DOJ Tries Acting Normal In New Jersey - Above the Law
"The unexpected gravitas occurred in one of the thousands of habeas cases currently swamping trial courts. The Department of Homeland Security recently discovered that 8 USC § 1225(b)(1)(B)(iii)(IV) requires mandatory detention of asylum seekers, including those who were released in the country decades ago and given work permits. Hundreds of judges across the country - but not the Fifth Circuit! - have scoffed at this discovery and ordered DHS to either grant immigrants a bond hearing or release them."
"But DHS just ... keeps doing it, forcing immigrants to race to file individual habeas claims before being disappeared to a gulag in Texas. Virtually every district court in the country is straining under the weight of dozens or hundreds of virtually identical habeas petitions which require immediate judicial attention. The problem is exacerbated by DHS's total lack of interest in complying with court orders."

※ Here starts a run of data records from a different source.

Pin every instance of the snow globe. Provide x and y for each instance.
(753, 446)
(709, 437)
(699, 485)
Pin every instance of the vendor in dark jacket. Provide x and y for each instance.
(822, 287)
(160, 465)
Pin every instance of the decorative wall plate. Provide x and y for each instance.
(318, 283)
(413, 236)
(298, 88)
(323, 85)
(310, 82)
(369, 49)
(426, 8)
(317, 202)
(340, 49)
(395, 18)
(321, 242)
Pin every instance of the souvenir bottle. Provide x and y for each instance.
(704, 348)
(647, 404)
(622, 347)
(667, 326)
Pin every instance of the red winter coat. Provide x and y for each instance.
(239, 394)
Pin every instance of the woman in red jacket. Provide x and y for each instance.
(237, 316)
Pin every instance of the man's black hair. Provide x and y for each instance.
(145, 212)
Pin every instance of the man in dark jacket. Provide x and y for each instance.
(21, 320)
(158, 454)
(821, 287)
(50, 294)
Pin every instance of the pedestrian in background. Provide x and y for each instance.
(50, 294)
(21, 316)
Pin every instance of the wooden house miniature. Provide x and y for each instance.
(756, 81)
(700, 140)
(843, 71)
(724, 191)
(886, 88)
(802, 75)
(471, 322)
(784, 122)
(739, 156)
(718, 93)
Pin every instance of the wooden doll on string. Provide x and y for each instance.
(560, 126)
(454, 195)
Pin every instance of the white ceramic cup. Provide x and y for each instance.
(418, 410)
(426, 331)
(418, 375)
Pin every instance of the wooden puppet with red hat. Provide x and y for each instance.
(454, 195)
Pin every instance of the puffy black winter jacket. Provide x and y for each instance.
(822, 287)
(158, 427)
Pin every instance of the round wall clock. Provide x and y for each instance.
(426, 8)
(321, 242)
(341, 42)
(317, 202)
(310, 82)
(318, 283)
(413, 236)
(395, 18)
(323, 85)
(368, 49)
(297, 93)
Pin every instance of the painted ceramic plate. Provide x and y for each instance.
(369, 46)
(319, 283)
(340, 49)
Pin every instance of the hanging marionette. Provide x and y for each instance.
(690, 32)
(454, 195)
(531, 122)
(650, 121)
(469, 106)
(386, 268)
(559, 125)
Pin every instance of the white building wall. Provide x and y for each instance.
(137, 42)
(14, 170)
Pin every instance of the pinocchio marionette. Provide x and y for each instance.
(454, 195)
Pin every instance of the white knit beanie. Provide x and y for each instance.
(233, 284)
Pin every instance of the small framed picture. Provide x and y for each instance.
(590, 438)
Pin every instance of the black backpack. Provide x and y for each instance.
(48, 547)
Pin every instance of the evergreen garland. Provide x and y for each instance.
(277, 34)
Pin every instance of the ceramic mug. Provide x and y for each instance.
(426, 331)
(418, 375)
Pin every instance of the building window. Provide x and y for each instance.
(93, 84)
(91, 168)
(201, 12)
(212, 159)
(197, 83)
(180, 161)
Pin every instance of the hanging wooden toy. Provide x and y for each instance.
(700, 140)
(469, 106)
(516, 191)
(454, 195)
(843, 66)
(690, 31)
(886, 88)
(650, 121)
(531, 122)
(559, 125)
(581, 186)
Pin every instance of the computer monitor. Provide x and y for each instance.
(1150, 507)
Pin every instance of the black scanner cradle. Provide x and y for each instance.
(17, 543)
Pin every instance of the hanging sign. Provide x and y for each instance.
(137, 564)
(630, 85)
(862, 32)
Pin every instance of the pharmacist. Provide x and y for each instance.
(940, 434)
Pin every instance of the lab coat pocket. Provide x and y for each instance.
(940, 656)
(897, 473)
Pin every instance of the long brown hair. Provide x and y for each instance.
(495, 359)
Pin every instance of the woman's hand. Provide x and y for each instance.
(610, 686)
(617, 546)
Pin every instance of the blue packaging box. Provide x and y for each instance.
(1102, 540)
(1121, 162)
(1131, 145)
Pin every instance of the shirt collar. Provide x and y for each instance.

A Department of Justice prosecutor in New Jersey returned to ordinary prosecutorial practice after a year of open defiance by acting U.S. Attorney Alina Habba and Attorney General Pam Bondi, who publicly attacked judges. The situation coincides with thousands of habeas petitions challenging DHS's view that 8 USC §1225(b)(1)(B)(iii)(IV) mandates detention of asylum seekers, including long-released migrants with work permits. Many district judges rejected that interpretation and ordered bond hearings or release, but DHS repeatedly failed to comply, forcing immigrants to file individual habeas claims and overwhelming courts; Minnesota's Chief Judge Schiltz documented numerous violated orders.